In Plato’s Republic, this challenge is posed by Glaucon, who with his friend Adiemantus, show an ability to think for themselves that the others Socrates encounters in this dialogue do not. The conversation to this point has been about justice, and Glaucon cuts to the quick be proposing this magic ring A/B thought experiment test. If there’s really something about a just person that has to do with character, and this character thing about them matters, then fine, Galucon says, give a just man and an unjust man a ring of invisibility and see in your mind’s eye if they act any differently.
Glaucon’s position is that it strains credulity to think a just person would not do things they aren’t supposed to if they know it is impossible to get caught. As one of my teachers, C. Fred Alford, put it in his lectures, “why be just when you can have a magic ring that would let you be unjust whenever you wanted?”
The question of the magic ring is framed as a thought experiment and its delivered as the speculations of a young man at a party. But the question is not hypothetical. The question does not challenge Socrates’ view of justice, but how Socrates actually chose to live his life. Socrates could have given in to the dishonesty of the legal system to get a lighter sentence, but did not. A man who could have escaped into exile when his friend Crito bribed his guards to let him escape, literally paying them to pretend that Socrates was invisible for a couple of hours.
We already know in advance the answer to Glaucon’s implied question: what kind of person would have a magic ring like Gyges the Lydian did and do nothing with it? The answer is Socrates. The question, then, becomes why.

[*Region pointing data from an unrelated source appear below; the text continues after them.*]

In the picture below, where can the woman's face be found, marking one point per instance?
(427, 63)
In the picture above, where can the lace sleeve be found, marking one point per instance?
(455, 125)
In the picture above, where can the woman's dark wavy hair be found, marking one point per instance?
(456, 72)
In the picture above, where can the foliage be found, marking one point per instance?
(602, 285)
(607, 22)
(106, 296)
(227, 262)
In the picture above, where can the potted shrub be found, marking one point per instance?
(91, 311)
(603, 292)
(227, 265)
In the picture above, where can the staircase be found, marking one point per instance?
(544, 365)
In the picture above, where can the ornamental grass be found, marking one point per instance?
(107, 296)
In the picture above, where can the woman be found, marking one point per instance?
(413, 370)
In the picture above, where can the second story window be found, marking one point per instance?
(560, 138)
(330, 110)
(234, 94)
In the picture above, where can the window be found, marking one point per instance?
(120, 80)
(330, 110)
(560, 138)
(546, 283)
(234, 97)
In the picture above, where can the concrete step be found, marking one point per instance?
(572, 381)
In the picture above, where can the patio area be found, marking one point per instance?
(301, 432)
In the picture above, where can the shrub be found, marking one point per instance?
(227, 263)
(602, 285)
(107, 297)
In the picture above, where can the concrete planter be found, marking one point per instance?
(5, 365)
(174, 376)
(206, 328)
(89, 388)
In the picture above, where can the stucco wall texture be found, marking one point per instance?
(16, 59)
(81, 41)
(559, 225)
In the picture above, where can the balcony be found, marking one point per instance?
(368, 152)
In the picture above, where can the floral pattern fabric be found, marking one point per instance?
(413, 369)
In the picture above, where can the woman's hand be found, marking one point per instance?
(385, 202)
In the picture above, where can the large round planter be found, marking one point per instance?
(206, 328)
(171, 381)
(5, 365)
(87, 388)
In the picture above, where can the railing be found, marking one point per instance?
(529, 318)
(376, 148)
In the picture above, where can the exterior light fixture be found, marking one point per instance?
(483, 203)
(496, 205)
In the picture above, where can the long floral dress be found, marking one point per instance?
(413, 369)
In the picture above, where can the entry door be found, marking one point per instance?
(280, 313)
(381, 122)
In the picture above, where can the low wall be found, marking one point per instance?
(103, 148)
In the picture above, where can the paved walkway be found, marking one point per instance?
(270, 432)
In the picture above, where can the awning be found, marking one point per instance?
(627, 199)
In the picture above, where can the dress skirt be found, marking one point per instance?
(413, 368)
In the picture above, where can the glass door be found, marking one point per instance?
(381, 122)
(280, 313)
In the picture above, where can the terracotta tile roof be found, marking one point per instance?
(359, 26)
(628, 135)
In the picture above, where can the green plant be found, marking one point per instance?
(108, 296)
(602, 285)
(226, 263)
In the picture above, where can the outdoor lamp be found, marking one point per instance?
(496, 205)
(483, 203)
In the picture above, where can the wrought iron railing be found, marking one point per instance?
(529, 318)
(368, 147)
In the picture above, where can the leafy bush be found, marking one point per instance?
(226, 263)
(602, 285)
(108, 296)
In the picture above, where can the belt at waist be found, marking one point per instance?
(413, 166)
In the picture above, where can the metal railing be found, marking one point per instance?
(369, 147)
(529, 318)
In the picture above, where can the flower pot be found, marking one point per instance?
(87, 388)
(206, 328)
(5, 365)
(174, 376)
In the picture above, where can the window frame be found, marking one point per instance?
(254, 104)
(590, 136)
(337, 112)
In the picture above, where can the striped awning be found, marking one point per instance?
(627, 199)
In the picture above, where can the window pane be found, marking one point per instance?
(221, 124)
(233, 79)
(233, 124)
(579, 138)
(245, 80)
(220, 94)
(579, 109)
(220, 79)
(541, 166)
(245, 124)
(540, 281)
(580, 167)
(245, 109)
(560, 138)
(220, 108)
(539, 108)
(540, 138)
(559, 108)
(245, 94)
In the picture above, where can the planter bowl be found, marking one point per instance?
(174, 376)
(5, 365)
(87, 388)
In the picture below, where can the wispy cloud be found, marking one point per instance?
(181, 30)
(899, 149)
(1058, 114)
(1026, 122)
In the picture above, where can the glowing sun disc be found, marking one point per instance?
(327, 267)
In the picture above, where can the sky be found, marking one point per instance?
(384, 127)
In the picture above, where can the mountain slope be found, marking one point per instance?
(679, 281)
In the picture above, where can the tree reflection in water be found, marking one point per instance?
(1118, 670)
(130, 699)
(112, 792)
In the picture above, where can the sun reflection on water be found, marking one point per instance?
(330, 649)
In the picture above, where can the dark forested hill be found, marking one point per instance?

And the why will take the whole rest of the book to explain.
One last point on the story of the ring of Gyges. The actual story is obviously myth and the details of it don’t really track, even in Glaucon’s telling. He says it is an ancestor of Gyges who finds the ring, but then the story of the murder of the King and the marrying of the King’s wife was something that was attributed to Gyges himself. There’s an important point in this story being so poor in its detail. The point is that it does not matter for what is really important. There’s a difference between really important (really, refer to something real, and not just a modifier indicating more of something) and factual. A story with incorrect or imaginary details can get to the heart of our real perception of things more than a factual story sometimes. The form of the story can be more important than the actual historical detail. This is an important idea to establish for the reader of Republic because as they get deeper into the work, the reader will encounter how the idea of the form of something being in some sense more real than the particular drives Socrates’ belief in having the deepest and most serious commitment to try and do the right thing.